In search of a sequel writer, the Fleming family (Grimond and her sister are the daughters of Ian's older brother, Peter) learned of Cottrell Boyce through a neighbor boy who admired "Framed," the second of his three previous books. It features a boy whose family runs an auto shop.
"The car connection was there for them," he said.
Over the years, the film version has definitely "obscured Ian's book," Cottrell Boyce said. "Hardly anyone has read that book. It's so different than the film."
In the first of his sequels, the Pott family is long gone, replaced by the modern-day, biracial Tooting brood, complete with a mom, a 15-year-old daughter who always dresses in black and two sons.

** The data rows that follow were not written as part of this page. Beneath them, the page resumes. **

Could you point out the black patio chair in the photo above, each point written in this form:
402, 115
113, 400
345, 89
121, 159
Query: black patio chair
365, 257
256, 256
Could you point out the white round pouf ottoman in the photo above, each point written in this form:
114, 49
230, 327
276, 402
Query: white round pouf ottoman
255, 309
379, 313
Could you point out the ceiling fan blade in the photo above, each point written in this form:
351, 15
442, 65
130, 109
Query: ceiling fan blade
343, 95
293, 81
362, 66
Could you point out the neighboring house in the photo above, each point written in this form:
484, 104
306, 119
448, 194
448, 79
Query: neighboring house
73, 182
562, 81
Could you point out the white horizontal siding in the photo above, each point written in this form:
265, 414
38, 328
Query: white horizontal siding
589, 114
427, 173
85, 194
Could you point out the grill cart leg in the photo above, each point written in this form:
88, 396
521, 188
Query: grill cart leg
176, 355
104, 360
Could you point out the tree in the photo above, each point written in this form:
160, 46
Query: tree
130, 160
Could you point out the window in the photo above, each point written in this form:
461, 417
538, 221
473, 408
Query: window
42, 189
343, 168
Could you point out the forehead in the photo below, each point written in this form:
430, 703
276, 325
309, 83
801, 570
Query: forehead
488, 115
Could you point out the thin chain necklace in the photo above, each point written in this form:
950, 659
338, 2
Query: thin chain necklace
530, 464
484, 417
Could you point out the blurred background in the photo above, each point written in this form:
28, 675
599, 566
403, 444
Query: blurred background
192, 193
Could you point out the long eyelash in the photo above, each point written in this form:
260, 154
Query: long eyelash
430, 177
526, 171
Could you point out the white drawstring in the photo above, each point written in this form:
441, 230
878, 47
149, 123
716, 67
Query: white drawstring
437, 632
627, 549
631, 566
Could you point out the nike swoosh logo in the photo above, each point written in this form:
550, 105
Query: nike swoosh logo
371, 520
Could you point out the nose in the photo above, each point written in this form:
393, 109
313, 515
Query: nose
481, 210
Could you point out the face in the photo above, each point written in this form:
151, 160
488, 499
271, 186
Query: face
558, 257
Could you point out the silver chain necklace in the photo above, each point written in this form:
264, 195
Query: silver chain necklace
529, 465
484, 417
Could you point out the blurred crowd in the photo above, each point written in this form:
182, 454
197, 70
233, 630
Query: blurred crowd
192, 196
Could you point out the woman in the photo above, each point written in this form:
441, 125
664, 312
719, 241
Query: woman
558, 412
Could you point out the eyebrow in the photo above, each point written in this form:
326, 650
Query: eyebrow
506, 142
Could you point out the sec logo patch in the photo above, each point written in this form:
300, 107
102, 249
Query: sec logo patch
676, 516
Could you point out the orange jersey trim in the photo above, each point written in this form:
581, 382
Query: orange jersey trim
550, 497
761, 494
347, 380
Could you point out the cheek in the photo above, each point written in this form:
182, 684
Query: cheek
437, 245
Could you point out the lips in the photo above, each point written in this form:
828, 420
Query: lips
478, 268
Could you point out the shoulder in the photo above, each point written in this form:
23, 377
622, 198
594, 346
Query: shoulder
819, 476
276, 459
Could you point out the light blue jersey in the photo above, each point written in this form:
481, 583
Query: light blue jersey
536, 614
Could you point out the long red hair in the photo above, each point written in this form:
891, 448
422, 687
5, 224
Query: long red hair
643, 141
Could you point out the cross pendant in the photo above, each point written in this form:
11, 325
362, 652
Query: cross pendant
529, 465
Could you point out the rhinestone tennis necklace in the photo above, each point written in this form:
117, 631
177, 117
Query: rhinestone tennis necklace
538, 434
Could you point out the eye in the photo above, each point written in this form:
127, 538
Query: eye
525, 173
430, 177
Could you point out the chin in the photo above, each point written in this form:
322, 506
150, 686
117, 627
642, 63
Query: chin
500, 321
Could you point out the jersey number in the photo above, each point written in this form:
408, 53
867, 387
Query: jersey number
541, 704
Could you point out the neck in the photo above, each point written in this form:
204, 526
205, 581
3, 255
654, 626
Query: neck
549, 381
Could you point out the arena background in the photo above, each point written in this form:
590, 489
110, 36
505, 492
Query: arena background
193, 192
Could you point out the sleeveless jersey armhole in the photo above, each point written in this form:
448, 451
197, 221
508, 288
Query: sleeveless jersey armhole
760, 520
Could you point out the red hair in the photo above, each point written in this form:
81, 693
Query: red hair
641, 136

The dad loses his factory job and the use of a company car (and its fancy navigation system). With help from his oldest son, he rebuilds a rusty, old 1966 camper van so the family can hit the open road. They install a massive engine they find up an oak tree in a junkyard and soon the magic begins, helped along by illustrations from Joe Berger.
Cottrell Boyce writes in Zborowski himself as the engine's builder, as the Tootings discover on a metal plaque screwed to the top of the carburetor. The family's street is also named for the count.
"What I love about Ian's book," Cottrell Boyce said, "is that the whole family goes on an adventure. That's very unusual in children's fiction. Usually, there's a war, or someone is ill or sent away to a remote house or something. There's even a recipe for fudge in the back of Ian's book. I thought, 'What fun. What a lark.' I definitely wanted to take it out for a ride, but I was very cautious about scratching the paint."